Analytics Firm SAS Acquires Risk Management Specialist
SAS has acquired Kamakura Corporation to enhance its technology innovation in attempt to curb financial sector volatility
- Written by Banking Exchange staff
Artificial intelligence and analytics provider SAS has acquired specialist risk management solutions provider Kamakura Corporation.
North Carolina-headquartered SAS said in a statement announcing the acquisition that it aimed to deliver integrated risk solutions related to asset and liability management (ALM) for banks, insurers and other financial services companies.
Kamakura provides software and risk management data solutions for the banking and insurance sectors through two offerings: Kamakura Risk Manager (KRM) and Kamakura Risk Information Services (KRIS).
KRM offers transaction-level valuation, simulation, stress testing and cashflow analysis, while KRIS provides credit risk data and analytics to enable companies to forecast credit spreads and calculate default probabilities based on proprietary models.
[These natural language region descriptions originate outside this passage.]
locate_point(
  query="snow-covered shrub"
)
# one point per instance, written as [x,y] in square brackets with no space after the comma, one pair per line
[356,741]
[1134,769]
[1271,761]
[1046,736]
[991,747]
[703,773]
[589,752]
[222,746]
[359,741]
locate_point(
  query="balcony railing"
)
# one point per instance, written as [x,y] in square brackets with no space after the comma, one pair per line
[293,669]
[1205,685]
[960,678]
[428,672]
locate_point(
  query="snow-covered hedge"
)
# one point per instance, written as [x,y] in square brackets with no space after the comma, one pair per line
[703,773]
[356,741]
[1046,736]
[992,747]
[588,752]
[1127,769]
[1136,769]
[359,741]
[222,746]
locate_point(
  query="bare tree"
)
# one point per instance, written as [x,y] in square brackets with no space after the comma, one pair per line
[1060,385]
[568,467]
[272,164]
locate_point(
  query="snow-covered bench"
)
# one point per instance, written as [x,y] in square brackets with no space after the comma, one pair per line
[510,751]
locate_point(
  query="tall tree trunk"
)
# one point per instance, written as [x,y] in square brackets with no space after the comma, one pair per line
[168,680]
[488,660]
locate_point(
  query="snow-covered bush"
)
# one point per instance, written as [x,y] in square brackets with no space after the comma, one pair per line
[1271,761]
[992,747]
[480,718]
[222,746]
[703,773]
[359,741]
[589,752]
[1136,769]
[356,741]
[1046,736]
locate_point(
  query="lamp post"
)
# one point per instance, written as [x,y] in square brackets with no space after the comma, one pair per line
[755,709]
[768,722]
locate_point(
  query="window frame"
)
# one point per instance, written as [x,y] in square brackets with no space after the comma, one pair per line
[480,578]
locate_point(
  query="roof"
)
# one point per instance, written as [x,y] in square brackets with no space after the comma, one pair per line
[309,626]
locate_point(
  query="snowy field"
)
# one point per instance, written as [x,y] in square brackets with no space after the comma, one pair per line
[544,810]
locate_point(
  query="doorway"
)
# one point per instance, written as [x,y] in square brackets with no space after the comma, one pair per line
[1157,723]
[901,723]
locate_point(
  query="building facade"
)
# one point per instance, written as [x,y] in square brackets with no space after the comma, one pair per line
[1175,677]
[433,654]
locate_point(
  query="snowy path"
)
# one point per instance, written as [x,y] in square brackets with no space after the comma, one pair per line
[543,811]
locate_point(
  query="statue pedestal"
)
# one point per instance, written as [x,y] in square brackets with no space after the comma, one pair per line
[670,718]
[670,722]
Kamakura’s leadership team — including executives Don van Deventer, chairman and CEO, and Robert Jarrow, research director — will join SAS as part of the acquisition, alongside other employees and contractors.
SAS said the risk management had risen in importance in recent months due to the conflict in Ukraine, disrupted supply chains, rising inflation, and the growing threat of economic recession.
Jim Goodnight, SAS co-founder and CEO, explained that the acquisition “signals our intent to advance market-changing risk solutions to solve the most pressing challenges our financial services customers face”.
He added: “We foresee that the resulting strength of SAS technology, paired with Kamakura’s risk analytics and credit models, will prove far greater than the sum of its parts.”
Kamakura’s capabilities include support for Current Expected Credit Loss models, ALM, and interest rate and liquidity risk management. A growing number of banks have been employing external services providers to manage CECL and other risk models in recent months in the wake of the Covid-19 pandemic.